Research

Our research group is interested in developing new mild chemical methods for the synthesis of peptides and small proteins, and applying these methods to solve interesting and challenging biological problems. Our comprehensive approach involves a reexamination and overhaul of protecting group combinations, cleavage conditions, anchoring linkages, and polymeric supports in solid-phase methodologies. Several of the reagents and procedures that we have developed are being used in laboratories throughout the world; notable examples are the "PAL," "XAL," and "BAL" linkers, and the PEG-PS and CLEAR family of supports. 

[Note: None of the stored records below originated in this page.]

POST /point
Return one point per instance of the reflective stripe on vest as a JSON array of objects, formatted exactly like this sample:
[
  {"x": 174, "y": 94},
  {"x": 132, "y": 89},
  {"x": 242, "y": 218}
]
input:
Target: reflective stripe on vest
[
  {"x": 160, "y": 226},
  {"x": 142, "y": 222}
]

Given the exquisite degree of control afforded by orthogonal strategies that exploit such gentle bond-breaking processes as thiolysis, fluoridolysis, and photolysis, the members of our group are well equipped to synthesize an array of challenging, structurally complex target molecules taken from the biological arena. These include peptides with multiple disulfide bridges; glyco-; phospho-, and sulfo-peptides; head-to-tail cyclic peptides; and the small protein bovine pancreatic trypsin inhibitor (BPTI). Topics of current interest include dynamics and mechanisms of protein folding; generation of encoded combinatorial libraries of peptides and non-peptide structures; mapping of protein domains involved in signal transduction; understanding the role of sugars, phosphates, and other post-translational modifications for structure and function of peptide conjugates; and preparation of DNA and PNA arrays for detection of genetic diseases, including cancers. In addition, we continue to make fundamental contributions to organosulfur chemistry and interface this to important biology, e.g., the creation of sulfur-sulfur bridges in peptides, and sulfurization of the backbone in synthetic "anti-sense" DNA and RNA.